The results show that social email traffic has lower entropy (higher structural information) than antisocial traffic for both working and non-working periods in the two workloads. The larger the work the more noticeable this difference becomes, thus capturing longer patterns of communication and the presence of time correlations. The difference between the independent message model, where for p = 1/2 all words are equally likely, and the real traffics is that in the latter words with many 1s are suppressed while the probability of words with two to three 1s separated by one to three 0s is enhanced. The difference between social and antisocial traffics is more subtle, with social email traffic displaying a greater probability for words with an isolated message in a long stream of silence.
These structures are reminiscent to those found by Barabasi, but display less definitive statistical signatures. We see in general though that both social and antisocial traffics are not random, and that social email shows stronger temporal structure with a high probability for long silences and bursts of a few messages.
7.6. CONCLUSIONS 103
7.6 Conclusions
In summary, we have shown that the richness of behaviors in human communication - both symbiotic and oppor-tunistic or antisocial - is present in the structure of networks of email communication and can be quantified via graph theoretical and time series analysis.
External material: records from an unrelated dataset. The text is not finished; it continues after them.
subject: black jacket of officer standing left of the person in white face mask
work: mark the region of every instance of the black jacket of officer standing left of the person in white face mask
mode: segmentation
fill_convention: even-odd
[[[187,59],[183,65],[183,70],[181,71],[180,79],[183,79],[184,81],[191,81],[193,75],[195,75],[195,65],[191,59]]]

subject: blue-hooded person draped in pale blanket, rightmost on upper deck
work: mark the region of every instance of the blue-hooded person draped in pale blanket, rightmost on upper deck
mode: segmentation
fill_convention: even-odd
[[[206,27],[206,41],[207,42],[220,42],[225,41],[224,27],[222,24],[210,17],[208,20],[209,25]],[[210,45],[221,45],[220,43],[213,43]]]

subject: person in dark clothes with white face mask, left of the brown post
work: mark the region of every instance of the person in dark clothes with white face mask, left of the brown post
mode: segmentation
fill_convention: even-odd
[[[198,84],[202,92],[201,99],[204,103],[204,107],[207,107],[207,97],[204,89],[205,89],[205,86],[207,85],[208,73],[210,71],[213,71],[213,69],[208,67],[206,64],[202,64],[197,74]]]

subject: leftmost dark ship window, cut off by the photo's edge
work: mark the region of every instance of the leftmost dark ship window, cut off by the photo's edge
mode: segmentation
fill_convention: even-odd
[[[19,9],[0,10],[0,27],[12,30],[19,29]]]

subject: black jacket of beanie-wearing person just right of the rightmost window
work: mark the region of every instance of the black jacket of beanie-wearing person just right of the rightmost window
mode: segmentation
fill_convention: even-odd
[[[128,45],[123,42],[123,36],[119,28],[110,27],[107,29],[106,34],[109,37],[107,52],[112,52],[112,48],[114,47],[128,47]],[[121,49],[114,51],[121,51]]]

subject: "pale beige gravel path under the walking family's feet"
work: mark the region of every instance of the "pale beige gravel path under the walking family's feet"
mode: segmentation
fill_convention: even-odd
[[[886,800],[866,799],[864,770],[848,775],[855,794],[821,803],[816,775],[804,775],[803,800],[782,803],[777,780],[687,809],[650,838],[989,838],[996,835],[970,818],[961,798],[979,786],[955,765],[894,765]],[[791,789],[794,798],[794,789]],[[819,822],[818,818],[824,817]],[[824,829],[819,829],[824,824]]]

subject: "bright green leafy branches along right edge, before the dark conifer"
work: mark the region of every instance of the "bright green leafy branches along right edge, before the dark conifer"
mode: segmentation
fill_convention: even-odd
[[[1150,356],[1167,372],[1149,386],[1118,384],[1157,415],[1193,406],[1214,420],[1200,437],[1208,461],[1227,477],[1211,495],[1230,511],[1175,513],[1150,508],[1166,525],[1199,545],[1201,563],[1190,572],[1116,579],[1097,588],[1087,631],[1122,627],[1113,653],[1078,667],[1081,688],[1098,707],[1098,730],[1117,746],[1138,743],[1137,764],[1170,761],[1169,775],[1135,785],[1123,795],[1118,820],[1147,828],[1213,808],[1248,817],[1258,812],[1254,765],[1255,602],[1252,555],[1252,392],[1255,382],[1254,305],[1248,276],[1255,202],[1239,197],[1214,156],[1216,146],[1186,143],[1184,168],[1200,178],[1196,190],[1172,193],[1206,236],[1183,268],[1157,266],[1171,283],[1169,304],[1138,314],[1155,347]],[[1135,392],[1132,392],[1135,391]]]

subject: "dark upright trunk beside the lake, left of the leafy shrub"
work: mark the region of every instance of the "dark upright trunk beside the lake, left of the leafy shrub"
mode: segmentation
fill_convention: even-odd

Opportunistic nodes display antisocial behavior that can be captured graphically. Perhaps even more directly, antisocial email traffic can be identified by a greater statistical simplicity (higher entropy) in temporal patterns of communication, typical of the fact that each sender/recipient relationship is not developed to be unique and the same schemes are used to reach many recipients indiscriminately. More-over, the ease to exchange email messages that leads to these opportunistic behaviors also has consequences for the truly social component of the network, which exhibits a power law degree distribution with a small exponent and, in some cases, small or negative assortative mixing by degree. We believe that the quantitative characteristics of antisocial communication patterns observed here for email networks are probably general to other opportunistic behaviors, bound to be present in other networks of human interaction.
Furthermore, we found that low network transitivity and preferential exchange are a strong imprint of antisocial behavior. So, in order to generate the truly social component we must separate the two components or we incur in misestimation of these characteristics.
Finally, although we found power law distribution for sizes of the extracted communities for all the networks, there are important differences in the way users can be clustered in communities in the two components. While communities made of only one node are much more common in the social components, the antisocial communities are on average two times bigger than social ones.